Within two days of the 2015 attack, there were 15 reported anti-Muslim attacks. Max Fisher of Vox reports, “the country’s Muslim community, despite universally and repeatedly condemning the [2015 attack on “Charlie Hebdo”], has come under a wave of misguided ‘reprisal’ attacks.” While free speech supporters and the like were hashtagging #JeSuisCharlie, three training grenades were thrown and bullet rounds were fired at a mosque in Le Man, an Islam-affiliated restaurant adjacent to a mosque in Villefranche-sur-Saone was bombed, and gunshots were fired at a mosque an hour after prayers in Port-la-Nouvelle, among other attacks.

It was initially speculated that the hostage situation in Paris was also connected with the “Charlie Hebdo” attack, but French police do not believe the gunman to be connected with it.
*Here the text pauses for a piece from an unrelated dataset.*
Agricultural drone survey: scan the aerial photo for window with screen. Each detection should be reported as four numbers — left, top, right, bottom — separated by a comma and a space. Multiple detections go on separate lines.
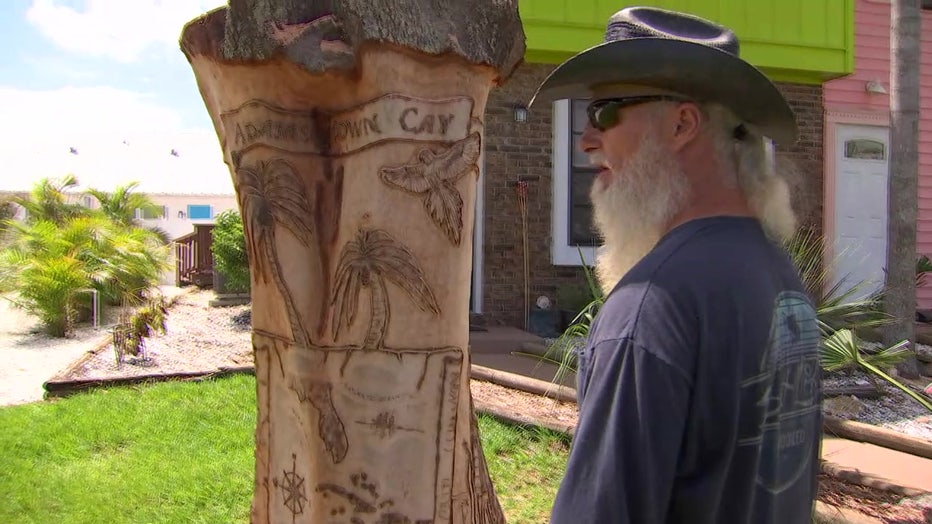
188, 205, 212, 220
567, 100, 599, 247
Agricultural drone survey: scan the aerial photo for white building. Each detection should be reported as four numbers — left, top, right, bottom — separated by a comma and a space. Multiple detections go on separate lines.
0, 132, 237, 283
The hostage situation ended on Friday (Jan. 16) peacefully, with the gunman surrendering to police.

Reports from French news sources indicate that people have begun to be detained by French police on the vague charge of “defending terrorism (‘l’apologie du terroisme’),” often for sharing critical thoughts of “Charlie Hebdo”’s material. Amnesty International did a press release in which they stated that nearly 70 arrests were made in the week following the attacks. The charges are being made against people that are sharing critical satirical material regarding “Charlie Hebdo.” None of the arrests have been connected to Al Qaeda.